The answer is really none of the above, because all of these have divisions by difference in x, and there are perfectly fine rectangles where those will mean dividing by zero.
To do the problem the way they want us to, we note segments with the same slope are parallel (or collinear); segments with slopes which multiply to -1 are perpendicular.
Let's figure out what each choice is trying to tell us by translating it into parallel and perpendicular. Remember A is point 1, ...
A. ((y_4-y_3)/(x_4-x_3)= (y_3-y_2)/(x_3-x_2)) and ((y_4-y_3)/(x_4-x_3)×(y_3-y_2)/(x_3-x_2))=-1
translated, that's CD║BC and CD⊥BC - contradictory; second half right
B. (y_4-y_3)/(x_4-x_3)= (y_2-y_1)/(x_2-x_1) and ((y_4-y_3)/(x_4-x_3)×(y_2-y_1)/(x_2-x_1))=-1
CD ║ AB and CD ⊥ AB - only the parallelogram half is right
C. (y_4-y_3)/(x_4-x_3)= (y_2-y_1)/(x_2-x_1) and (y_4-y_3)/(x_4-x_3)×(y_3-y_2)/(x_3-x_2)=-1
CD║AB and CD⊥BC - that's TRUE
D. (y_4-y_3)/(x_4-x_3)= (y_3-y_1)/(x_3-x_1) and (y_4-y_3)/(x_4-x_3)×(y_2-y_1)/(x_2-x_1)=-1
CD║AC and CD⊥AB - nope
Answer: C
The way I'd get the proper expression is with the dot product.

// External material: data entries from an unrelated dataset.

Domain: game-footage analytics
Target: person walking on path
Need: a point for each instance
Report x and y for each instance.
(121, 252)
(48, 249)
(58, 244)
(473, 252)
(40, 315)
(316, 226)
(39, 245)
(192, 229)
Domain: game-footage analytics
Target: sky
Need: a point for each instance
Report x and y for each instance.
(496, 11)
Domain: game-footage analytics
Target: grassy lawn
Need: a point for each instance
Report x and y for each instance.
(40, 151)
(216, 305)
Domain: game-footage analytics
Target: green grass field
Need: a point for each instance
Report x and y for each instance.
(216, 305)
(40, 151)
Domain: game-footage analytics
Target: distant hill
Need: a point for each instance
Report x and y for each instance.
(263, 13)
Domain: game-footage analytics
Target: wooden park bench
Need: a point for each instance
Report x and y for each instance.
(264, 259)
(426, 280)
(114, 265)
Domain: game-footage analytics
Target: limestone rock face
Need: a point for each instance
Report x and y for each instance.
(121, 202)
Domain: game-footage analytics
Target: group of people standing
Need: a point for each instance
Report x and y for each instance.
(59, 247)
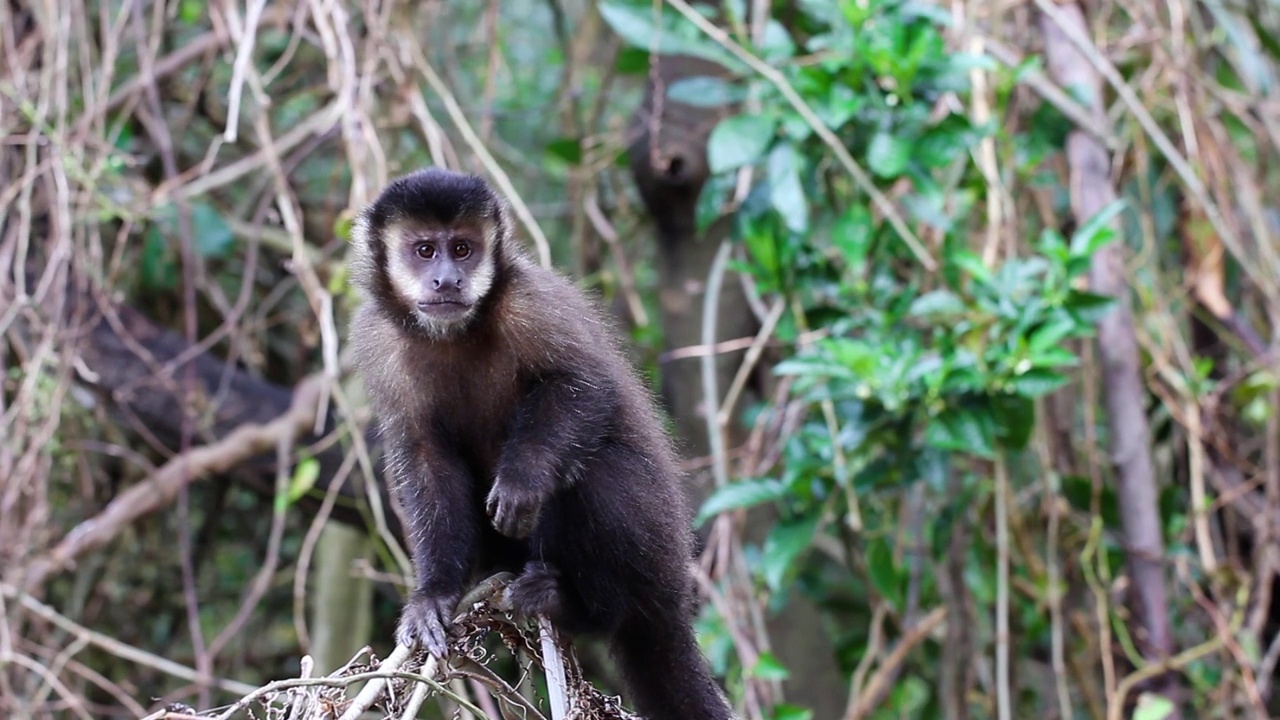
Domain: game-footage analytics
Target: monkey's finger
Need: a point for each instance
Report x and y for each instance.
(435, 634)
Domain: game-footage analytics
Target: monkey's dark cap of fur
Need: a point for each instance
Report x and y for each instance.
(435, 194)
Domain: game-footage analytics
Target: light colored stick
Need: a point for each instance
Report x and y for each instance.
(554, 666)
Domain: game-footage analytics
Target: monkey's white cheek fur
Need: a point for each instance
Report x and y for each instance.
(405, 279)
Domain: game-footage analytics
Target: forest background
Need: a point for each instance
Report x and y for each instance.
(963, 313)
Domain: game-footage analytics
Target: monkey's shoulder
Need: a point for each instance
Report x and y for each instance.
(547, 318)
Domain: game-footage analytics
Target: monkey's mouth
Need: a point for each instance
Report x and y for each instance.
(443, 306)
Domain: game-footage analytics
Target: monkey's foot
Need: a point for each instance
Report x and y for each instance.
(425, 623)
(535, 592)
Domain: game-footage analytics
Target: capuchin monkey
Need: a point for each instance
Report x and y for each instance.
(520, 438)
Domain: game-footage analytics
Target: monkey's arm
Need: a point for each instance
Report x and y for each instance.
(433, 487)
(561, 419)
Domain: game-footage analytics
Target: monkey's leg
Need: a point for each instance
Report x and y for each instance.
(434, 491)
(553, 425)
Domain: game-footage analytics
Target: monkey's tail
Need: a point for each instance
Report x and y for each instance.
(667, 675)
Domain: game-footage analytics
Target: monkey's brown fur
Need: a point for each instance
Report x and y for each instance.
(511, 396)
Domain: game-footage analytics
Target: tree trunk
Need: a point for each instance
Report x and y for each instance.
(1118, 351)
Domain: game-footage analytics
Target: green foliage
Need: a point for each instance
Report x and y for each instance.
(931, 376)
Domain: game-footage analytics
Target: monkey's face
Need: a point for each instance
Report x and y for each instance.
(440, 273)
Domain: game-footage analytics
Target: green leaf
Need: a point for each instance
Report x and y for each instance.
(1097, 231)
(785, 543)
(305, 477)
(883, 572)
(972, 264)
(963, 429)
(741, 493)
(937, 304)
(887, 154)
(566, 149)
(1015, 418)
(632, 62)
(159, 268)
(786, 194)
(768, 668)
(1087, 308)
(1152, 707)
(1051, 333)
(851, 235)
(1037, 382)
(784, 711)
(705, 91)
(739, 140)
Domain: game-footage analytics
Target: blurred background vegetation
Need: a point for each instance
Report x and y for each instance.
(963, 314)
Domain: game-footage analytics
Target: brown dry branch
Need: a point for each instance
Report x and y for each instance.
(161, 487)
(1120, 367)
(400, 683)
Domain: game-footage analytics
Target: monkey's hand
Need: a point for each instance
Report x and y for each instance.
(425, 623)
(515, 507)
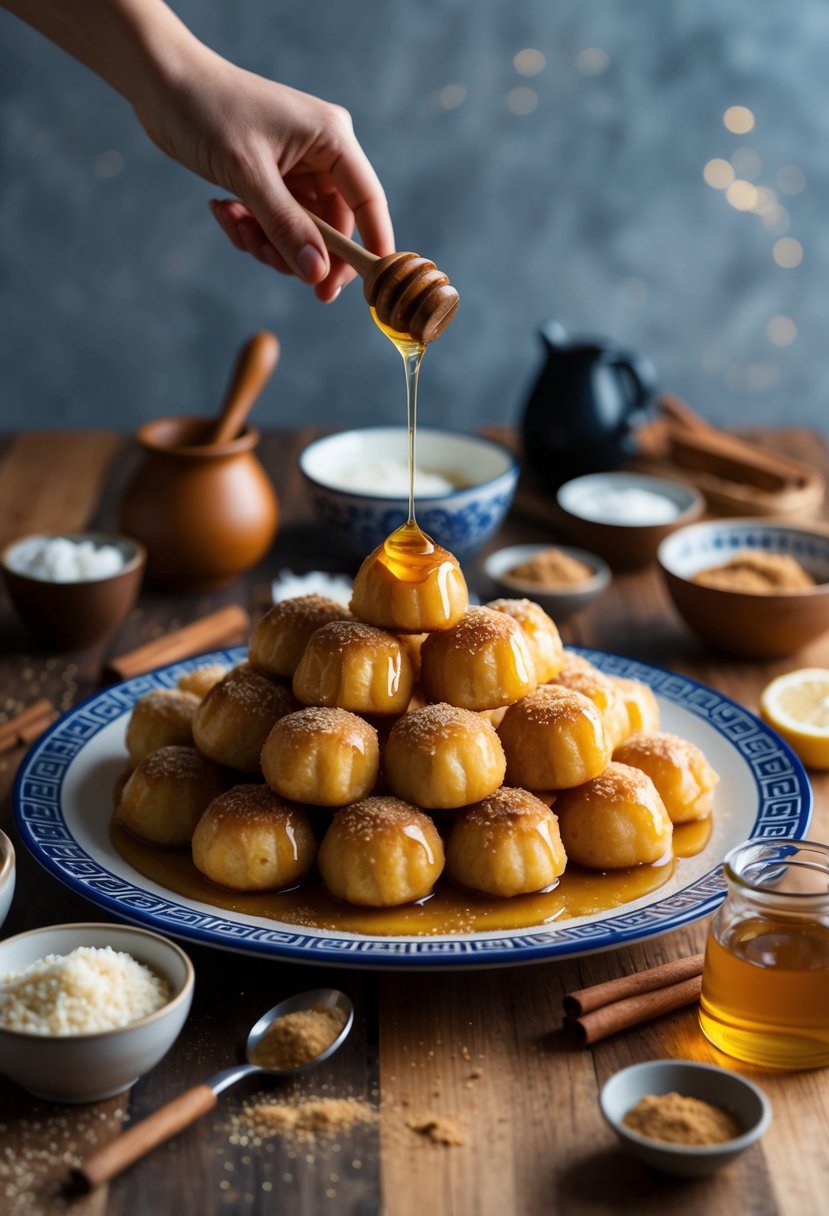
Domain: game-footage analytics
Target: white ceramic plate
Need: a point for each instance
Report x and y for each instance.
(63, 804)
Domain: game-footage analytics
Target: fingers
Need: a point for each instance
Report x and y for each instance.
(360, 186)
(289, 229)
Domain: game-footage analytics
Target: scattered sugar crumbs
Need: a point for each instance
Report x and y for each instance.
(443, 1130)
(302, 1119)
(37, 1153)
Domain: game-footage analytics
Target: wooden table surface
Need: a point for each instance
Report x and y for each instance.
(484, 1047)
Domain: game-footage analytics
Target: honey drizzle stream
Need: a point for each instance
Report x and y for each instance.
(412, 355)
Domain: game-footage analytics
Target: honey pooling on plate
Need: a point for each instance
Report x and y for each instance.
(410, 583)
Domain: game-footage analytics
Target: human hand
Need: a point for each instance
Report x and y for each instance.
(278, 151)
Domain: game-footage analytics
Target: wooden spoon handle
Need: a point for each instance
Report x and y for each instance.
(127, 1148)
(253, 369)
(349, 251)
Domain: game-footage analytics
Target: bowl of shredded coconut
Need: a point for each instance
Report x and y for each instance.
(85, 1009)
(359, 487)
(73, 590)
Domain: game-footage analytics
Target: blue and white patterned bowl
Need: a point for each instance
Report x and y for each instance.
(772, 625)
(461, 519)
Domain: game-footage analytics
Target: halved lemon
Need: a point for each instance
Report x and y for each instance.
(796, 704)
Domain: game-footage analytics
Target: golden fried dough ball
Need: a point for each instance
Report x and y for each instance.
(574, 662)
(641, 704)
(168, 793)
(355, 666)
(604, 694)
(236, 718)
(201, 680)
(553, 738)
(381, 853)
(283, 632)
(249, 839)
(410, 585)
(541, 634)
(614, 821)
(321, 755)
(507, 844)
(678, 770)
(162, 719)
(480, 663)
(441, 756)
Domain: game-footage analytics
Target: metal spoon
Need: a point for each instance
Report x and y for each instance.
(190, 1105)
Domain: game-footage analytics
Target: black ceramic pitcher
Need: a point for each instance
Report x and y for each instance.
(584, 407)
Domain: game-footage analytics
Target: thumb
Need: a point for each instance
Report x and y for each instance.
(291, 230)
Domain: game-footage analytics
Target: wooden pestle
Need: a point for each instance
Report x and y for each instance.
(407, 292)
(253, 369)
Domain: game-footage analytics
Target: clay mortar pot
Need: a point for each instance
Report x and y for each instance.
(206, 512)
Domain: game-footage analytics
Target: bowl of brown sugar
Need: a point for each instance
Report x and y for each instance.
(684, 1118)
(750, 586)
(560, 579)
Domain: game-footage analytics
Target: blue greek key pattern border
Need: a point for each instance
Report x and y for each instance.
(784, 810)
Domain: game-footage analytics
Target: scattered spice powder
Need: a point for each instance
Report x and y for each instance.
(439, 1129)
(305, 1120)
(676, 1119)
(756, 573)
(551, 568)
(298, 1037)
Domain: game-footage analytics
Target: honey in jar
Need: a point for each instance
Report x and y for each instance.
(766, 975)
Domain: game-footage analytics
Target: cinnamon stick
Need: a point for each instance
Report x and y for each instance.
(17, 728)
(586, 1000)
(609, 1019)
(223, 628)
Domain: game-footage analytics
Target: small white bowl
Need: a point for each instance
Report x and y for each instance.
(7, 870)
(732, 1092)
(461, 519)
(624, 544)
(90, 1068)
(557, 602)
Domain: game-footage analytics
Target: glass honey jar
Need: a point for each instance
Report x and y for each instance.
(766, 974)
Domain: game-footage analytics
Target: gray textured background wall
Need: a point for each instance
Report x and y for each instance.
(576, 191)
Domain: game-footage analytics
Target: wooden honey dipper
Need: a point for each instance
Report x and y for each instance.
(407, 292)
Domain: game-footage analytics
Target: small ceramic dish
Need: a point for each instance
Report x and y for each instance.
(94, 1067)
(585, 501)
(7, 871)
(729, 1091)
(766, 625)
(557, 602)
(483, 476)
(73, 615)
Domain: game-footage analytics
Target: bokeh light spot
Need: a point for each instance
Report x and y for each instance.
(738, 119)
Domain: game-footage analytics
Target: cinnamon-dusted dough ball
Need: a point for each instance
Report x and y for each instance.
(553, 738)
(604, 694)
(480, 663)
(541, 634)
(355, 666)
(614, 821)
(678, 770)
(236, 718)
(249, 839)
(283, 632)
(168, 793)
(507, 844)
(321, 755)
(641, 704)
(441, 756)
(201, 680)
(410, 594)
(164, 718)
(379, 853)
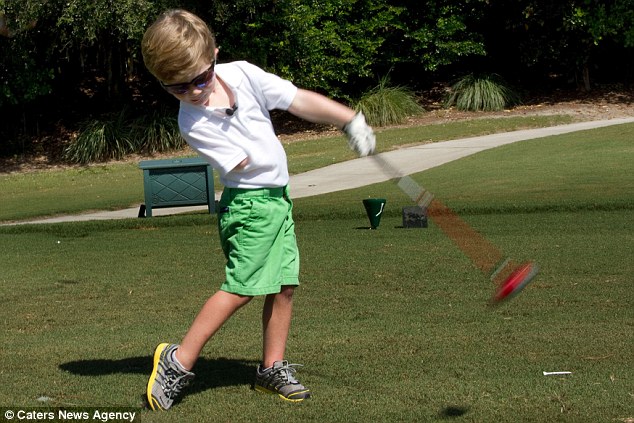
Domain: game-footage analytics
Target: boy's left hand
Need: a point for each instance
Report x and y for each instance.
(360, 136)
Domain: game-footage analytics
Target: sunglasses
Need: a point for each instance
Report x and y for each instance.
(201, 81)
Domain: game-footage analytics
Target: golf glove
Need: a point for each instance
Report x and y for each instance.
(360, 136)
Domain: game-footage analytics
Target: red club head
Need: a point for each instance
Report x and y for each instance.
(517, 280)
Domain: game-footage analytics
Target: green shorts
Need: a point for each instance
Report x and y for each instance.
(257, 235)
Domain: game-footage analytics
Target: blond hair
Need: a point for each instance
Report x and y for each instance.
(176, 45)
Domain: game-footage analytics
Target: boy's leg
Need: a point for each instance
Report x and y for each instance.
(214, 313)
(276, 323)
(276, 375)
(170, 373)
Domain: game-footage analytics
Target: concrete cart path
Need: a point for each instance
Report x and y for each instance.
(367, 170)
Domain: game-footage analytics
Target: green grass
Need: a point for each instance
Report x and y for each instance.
(115, 186)
(391, 324)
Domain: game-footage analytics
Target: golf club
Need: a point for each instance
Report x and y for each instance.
(509, 277)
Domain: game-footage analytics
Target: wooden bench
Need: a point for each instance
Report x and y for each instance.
(177, 183)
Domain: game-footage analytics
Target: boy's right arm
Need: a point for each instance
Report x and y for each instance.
(317, 108)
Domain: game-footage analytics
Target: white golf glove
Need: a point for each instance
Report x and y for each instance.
(360, 136)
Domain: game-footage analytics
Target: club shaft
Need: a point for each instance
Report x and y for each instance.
(485, 255)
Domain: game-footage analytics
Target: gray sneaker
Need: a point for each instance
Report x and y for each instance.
(280, 379)
(167, 380)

A parallelogram is a rectangle when adjacent sides are perpendicular. It only takes one right angle to make them all right.
Two sides are perpendicular when the dot product of their direction vectors is zero. All the answers have [tex]y_4 - y_3[/tex] so one side is CD. The other side must be BC or AD; AD would give [tex]y_4 - y_1[/tex] terms which don't appear among the answer, so let's go with BC.
The direction vectors are
[tex] D-C = (x_4 - x_3, y_4 - y_3)[/tex]
[tex]C-B = (x_3 - x_2, y_3 - y_2)[/tex]
For perpendicularity we need a zero dot product:
[tex]0 = (D-C)\cdot(C-B) = (x_4 - x_3)(x_3 - x_2) + (y_4 - y_3)(y_3 - y_2)[/tex]
[tex]- (x_4 - x_3)(x_3 - x_2) = (y_4 - y_3)(y_3 - y_2)[/tex]
That's the correct expression, given it's a parallelogram, to demonstrate it's a rectangle. The divisions make it iffy.